Without reason to provide an explanatory framework, all investigation does is collect data.
HUH??? Seversky is defending reasoning???? Knock me over with a feather! :) I'm glad Seversky finally honestly admits that reason is absolutely essential to properly evaluating empirical evidence, But, as has been pointed out to Seversky, at least dozens of times now, it is impossible for his atheistic worldview to ground reasoning.

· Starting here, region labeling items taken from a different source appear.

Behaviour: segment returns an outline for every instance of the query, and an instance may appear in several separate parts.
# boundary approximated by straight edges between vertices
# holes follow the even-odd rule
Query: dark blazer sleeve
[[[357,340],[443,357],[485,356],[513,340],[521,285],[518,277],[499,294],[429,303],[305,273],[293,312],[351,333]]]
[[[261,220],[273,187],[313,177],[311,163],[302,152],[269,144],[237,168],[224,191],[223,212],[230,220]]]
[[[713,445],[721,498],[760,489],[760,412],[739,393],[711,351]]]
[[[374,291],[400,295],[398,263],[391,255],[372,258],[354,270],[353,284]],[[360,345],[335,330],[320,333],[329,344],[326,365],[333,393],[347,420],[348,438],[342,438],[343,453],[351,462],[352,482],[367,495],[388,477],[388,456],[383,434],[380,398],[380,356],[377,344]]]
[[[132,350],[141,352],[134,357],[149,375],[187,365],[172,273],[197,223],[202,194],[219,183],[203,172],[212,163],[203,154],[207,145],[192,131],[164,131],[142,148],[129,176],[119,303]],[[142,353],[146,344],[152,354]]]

"If my mental processes are determined wholly by the motions of atoms in my brain, I have no reason for supposing that my beliefs are true. They may be sound chemically, but that does not make them sound logically. And hence I have no reason for supposing my brain to be composed of atoms." J. B. S. Haldane 1892–1964 - Scottish mathematical biologist - Possible Worlds (1927) ‘When I am Dead’ ”Supposing there was no intelligence behind the universe, no creative mind. In that case, nobody designed my brain for the purpose of thinking. It is merely that when the atoms inside my skull happen, for physical or chemical reasons, to arrange themselves in a certain way, this gives me, as a by-product, the sensation I call thought. But, if so, how can I trust my own thinking to be true? It’s like upsetting a milk jug and hoping that the way it splashes itself will give you a map of London. But if I can’t trust my own thinking, of course I can’t trust the arguments leading to Atheism, and therefore have no reason to be an Atheist, or anything else. Unless I believe in God, I cannot believe in thought: so I can never use thought to disbelieve in God.” - C.S. Lewis - The Case for Christianity, p. 32.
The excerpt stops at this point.